How to convert byte array into Human readable format?

Question

I am using "Blowfish" algorithm to encrypt and decrypt the contents of the text. I am embedding the encrypted contents in the image but while extracting I am getting the byte array which I am passing it to method update of class Cipher.

But the method returns me byte array which I want to convert back into Human readable form.
When I use write method of FileOutputStream it is working fine when a filename is provided.
But now I want to print it on the console in the human readable format. How to get through this? I have tried for ByteArrayOutputStream too. But didn't work well.

Thank you.

Answer 1

If all you want to do is see the numeric values you can loop through the array and print each byte:

for(byte foo : arr){
    System.out.print(foo + " ");
}

Or if you want to see hex values you can use printf:

System.out.printf("%02x ", foo);

If you want to see the string that the byte array represents you can just do

System.out.print(new String(arr));

Answer 2

byte[] byteArray = new byte[] {87, 79, 87, 46, 46, 46};

String value = new String(byteArray);

Answer 3

You can convert the bytearray into a string containing the hex values of the bytes using this method. This even works on java < 6

public class DumpUtil {

     private static final String HEX_DIGITS = "0123456789abcdef";

     public static String toHex(byte[] data) {
        StringBuffer buf = new StringBuffer();

        for (int i = 0; i != data.length; i++) {
            int v = data[i] & 0xff;

            buf.append(HEX_DIGITS.charAt(v >> 4));
            buf.append(HEX_DIGITS.charAt(v & 0xf));

            buf.append(" ");
        }

        return buf.toString();
    }   
}

Answer 4

byte[] data = new byte[] {1, 2, 3, 4};
System.out.printf( Arrays.toString( data ) );

[1, 2, 3, 4]

Answer 5

It's better to do a hexDump that byte array

private static final byte[] HEX_CHAR = new byte[] { '0', '1', '2', '3',
            '4', '5', '6', '7', '8', '9', 'A', 'B', 'C', 'D', 'E', 'F' };
public static final String dumpBytes(byte[] buffer) {
        if (buffer == null) {
            return "";
        }
        StringBuilder sb = new StringBuilder();
        sb.setLength(0);
        for (int i = 0; i < buffer.length; i++) {
            sb.append((char) (HEX_CHAR[(buffer[i] & 0x00F0) >> 4]))
                    .append((char) (HEX_CHAR[buffer[i] & 0x000F])).append(' ');
        }
        return sb.toString();
    }

Answer 6

It is not a trivial task, as many people assume. Each byte has values ranging from -128 to 127. Most of them are non printable characters.

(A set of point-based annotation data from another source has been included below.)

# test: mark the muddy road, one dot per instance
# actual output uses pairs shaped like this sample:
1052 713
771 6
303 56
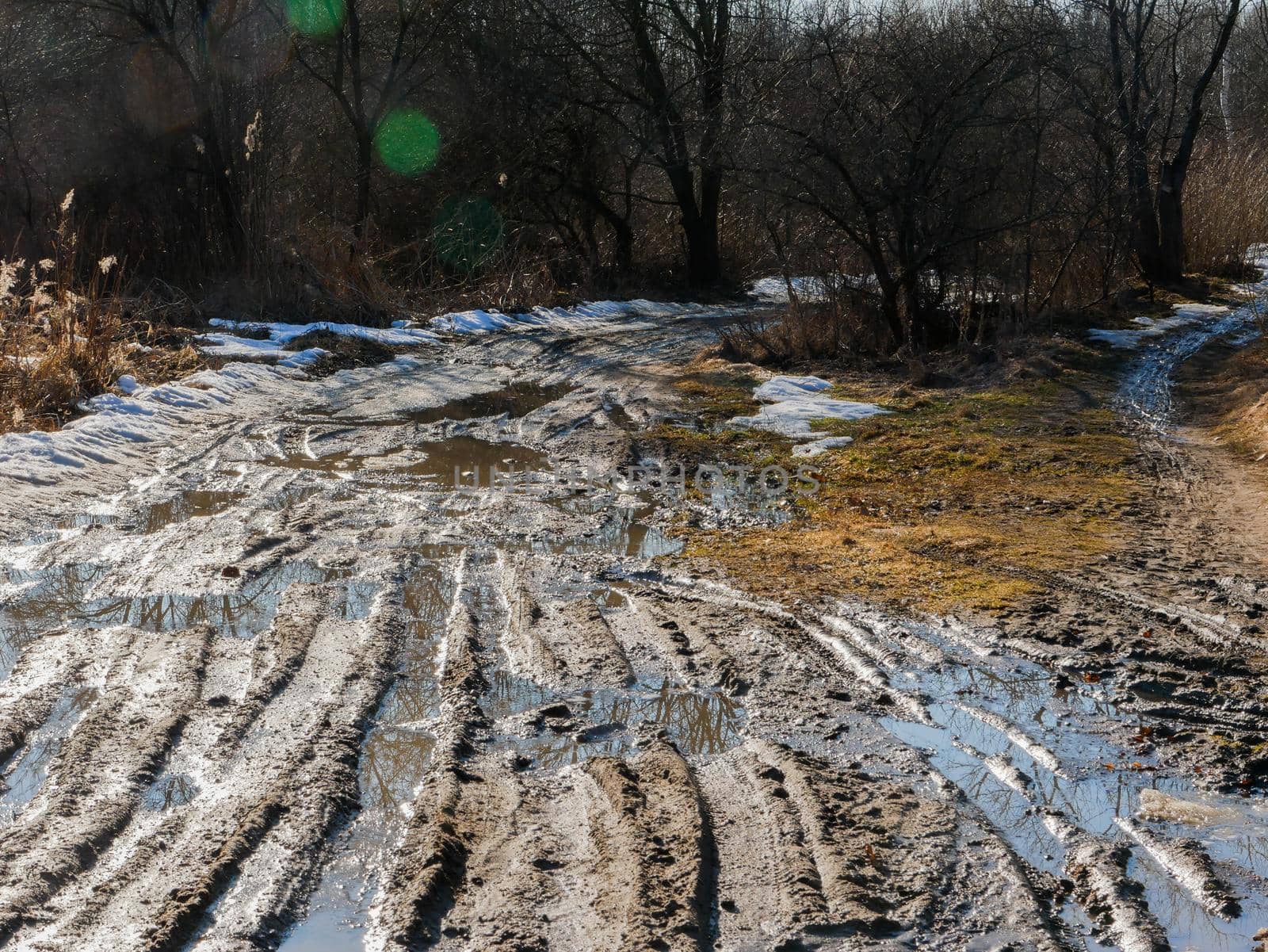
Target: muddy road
279 679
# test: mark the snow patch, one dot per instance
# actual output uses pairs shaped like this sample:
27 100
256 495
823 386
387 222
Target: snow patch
283 334
1182 316
817 446
775 291
580 317
792 403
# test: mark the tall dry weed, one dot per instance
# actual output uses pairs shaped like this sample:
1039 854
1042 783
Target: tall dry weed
60 331
1227 208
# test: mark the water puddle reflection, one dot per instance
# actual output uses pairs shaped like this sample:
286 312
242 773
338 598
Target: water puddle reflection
982 723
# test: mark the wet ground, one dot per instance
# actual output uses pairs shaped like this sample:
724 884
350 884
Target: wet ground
361 671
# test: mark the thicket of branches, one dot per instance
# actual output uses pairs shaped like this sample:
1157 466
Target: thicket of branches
948 167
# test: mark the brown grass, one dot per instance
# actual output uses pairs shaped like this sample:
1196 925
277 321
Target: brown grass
67 334
1225 208
935 505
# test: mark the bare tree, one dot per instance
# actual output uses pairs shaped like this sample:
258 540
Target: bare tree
1162 59
378 57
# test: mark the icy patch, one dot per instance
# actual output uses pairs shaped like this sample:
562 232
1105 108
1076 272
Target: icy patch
304 357
281 335
827 442
775 291
792 403
580 317
1182 316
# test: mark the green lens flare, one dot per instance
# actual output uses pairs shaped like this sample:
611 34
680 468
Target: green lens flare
317 18
467 232
407 142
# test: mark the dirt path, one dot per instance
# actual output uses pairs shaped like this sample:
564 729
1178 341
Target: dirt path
291 682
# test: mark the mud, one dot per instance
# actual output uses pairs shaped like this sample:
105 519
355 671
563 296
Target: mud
306 681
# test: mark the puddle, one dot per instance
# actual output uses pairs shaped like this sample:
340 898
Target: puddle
1147 389
514 400
27 771
983 719
190 503
624 531
602 721
393 762
170 790
454 463
60 598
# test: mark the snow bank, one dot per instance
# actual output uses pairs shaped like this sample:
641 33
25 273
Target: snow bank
460 322
775 291
580 317
120 427
792 403
815 446
1149 327
228 345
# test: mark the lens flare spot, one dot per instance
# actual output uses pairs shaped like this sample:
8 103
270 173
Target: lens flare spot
317 18
407 142
467 232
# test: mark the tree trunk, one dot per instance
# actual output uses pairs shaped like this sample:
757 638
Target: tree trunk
365 166
704 266
1171 224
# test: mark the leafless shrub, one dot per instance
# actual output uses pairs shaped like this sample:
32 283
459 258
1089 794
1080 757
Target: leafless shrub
1227 208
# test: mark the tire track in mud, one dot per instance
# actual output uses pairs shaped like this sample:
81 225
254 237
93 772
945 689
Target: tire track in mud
95 784
278 763
804 823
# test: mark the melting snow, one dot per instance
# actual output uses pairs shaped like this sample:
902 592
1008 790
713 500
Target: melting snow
792 403
282 335
580 317
817 446
1182 316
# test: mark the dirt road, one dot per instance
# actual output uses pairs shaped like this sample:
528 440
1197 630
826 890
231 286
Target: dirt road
281 679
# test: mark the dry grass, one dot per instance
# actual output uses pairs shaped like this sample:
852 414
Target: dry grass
1228 389
936 505
67 332
1225 208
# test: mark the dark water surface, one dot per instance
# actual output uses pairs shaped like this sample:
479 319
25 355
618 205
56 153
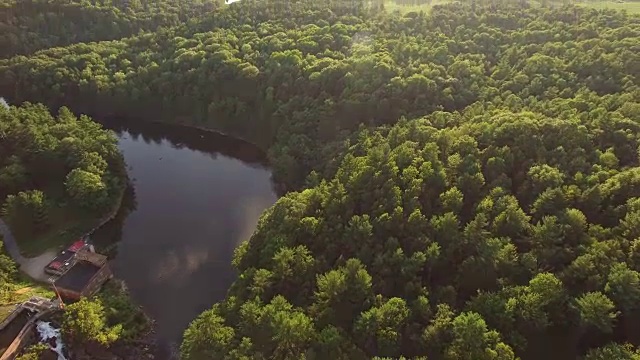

In order to encode bytes in a human readable format you should understand that there is only 62 alphanumeric characters. There is no way ONE BYTE will map to ONE human readable characters as there is more possible bytes than 62 characters human can easily read.

Bellow is a class I wrote that converts a byte array into a String using provided alphabet (or a default if none provided).

It does conversion in chunks from 1 to 7 input bytes. Could not use more than 7 bytes is it is max for the biggest Java long value. And I use long values when do conversion.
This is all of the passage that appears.